With a large portion of emissions come from refrigeration and air-conditioning system and electricity usage, businesses are searching for energy-saving and climate-friendly cooling technology as part of the store strategies. With negligible Global Warming Potential (GWP) and Ozone Depletion Potential (ODP), natural refrigerant based systems also consume 5-25% less energy due to its excellent heat transfer property.

For the RAC NAMA team and its partners, discussions with corporate end-users have also helped to design the Cooling Innovation Fund, a financial facility to advance the adoption of green cooling technology that is expected to start in quarter 3 of 2021. In principal, end-users test new cooling technologies as part of smaller pilot projects, e.g. the refurbishment of a few branches, and roll them out at scale once profitability and reliability are proven.

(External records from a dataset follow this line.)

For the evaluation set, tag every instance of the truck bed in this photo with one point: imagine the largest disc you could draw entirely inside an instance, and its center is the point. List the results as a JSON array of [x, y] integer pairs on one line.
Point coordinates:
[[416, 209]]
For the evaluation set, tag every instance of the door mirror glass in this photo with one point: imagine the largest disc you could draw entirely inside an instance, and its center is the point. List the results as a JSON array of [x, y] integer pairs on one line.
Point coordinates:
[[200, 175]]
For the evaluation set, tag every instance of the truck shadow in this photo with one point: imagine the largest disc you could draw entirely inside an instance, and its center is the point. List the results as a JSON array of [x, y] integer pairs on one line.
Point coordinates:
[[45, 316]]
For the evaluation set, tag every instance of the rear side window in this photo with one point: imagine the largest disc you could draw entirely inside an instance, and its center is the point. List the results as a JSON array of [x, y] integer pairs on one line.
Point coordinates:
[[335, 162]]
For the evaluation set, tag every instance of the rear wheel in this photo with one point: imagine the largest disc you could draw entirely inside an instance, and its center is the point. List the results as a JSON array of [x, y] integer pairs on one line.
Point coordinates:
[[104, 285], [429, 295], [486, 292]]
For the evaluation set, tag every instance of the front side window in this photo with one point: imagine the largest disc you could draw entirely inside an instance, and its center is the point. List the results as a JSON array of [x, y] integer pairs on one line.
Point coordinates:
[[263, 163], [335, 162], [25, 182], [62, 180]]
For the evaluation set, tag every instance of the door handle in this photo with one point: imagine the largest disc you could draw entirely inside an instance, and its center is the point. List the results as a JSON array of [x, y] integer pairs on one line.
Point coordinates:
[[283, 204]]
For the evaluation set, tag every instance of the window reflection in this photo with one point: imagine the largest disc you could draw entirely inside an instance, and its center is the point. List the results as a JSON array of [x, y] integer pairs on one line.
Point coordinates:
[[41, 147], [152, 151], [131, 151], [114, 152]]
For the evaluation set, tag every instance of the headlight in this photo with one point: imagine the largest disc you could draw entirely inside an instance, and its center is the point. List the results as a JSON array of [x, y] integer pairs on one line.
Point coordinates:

In return, end-users must pledge to roll out technology at scale if the pilot meets its performance targets.

In 2020, approximately 100,000 commercial refrigerators with green cooling technology using natural refrigerants have arrived on the Thai market, making up about a 30% market share.

The pandemic has underlined the role of the cooling industry to bring clean and efficient and sustainable technologies to the market. With major multinational corporates either mandating or advising the use of low-carbon-footprint equipment, market acceptance for green cooling technologies is set to grow further.

The Race to Zero is the international campaign for a healthy, resilient zero carbon recovery with the aim to bring together net zero commitments from cities, businesses and investors across the climate action community in the run up to COP26.

To support this transition, the Thailand RAC NAMA Project has partnered with the Office of Natural Resources and Environmental Policy and Planning (ONEP), the Department of Alternative Energy Department and Efficiency (DEDE) and the Electricity Generating Authority of Thailand (EGAT) as well as Thai industries to transfer technology and know-how on ozone and climate-friendly technology and financial support to the private sector, as well as provide policy and technical advice to relevant government agencies. The RAC NAMA Fund, a financial facility under the management of EGAT, has initiated a transformation in the Thai refrigeration and air-conditioning (RAC) sector towards the use of climate-friendly and energy-efficient cooling technologies with natural refrigerants. Through this close partnership with government and the private sector, emissions are expected to reduce by 0.94 MtCO2eq annually. The project runs from April 2016 – July 2021.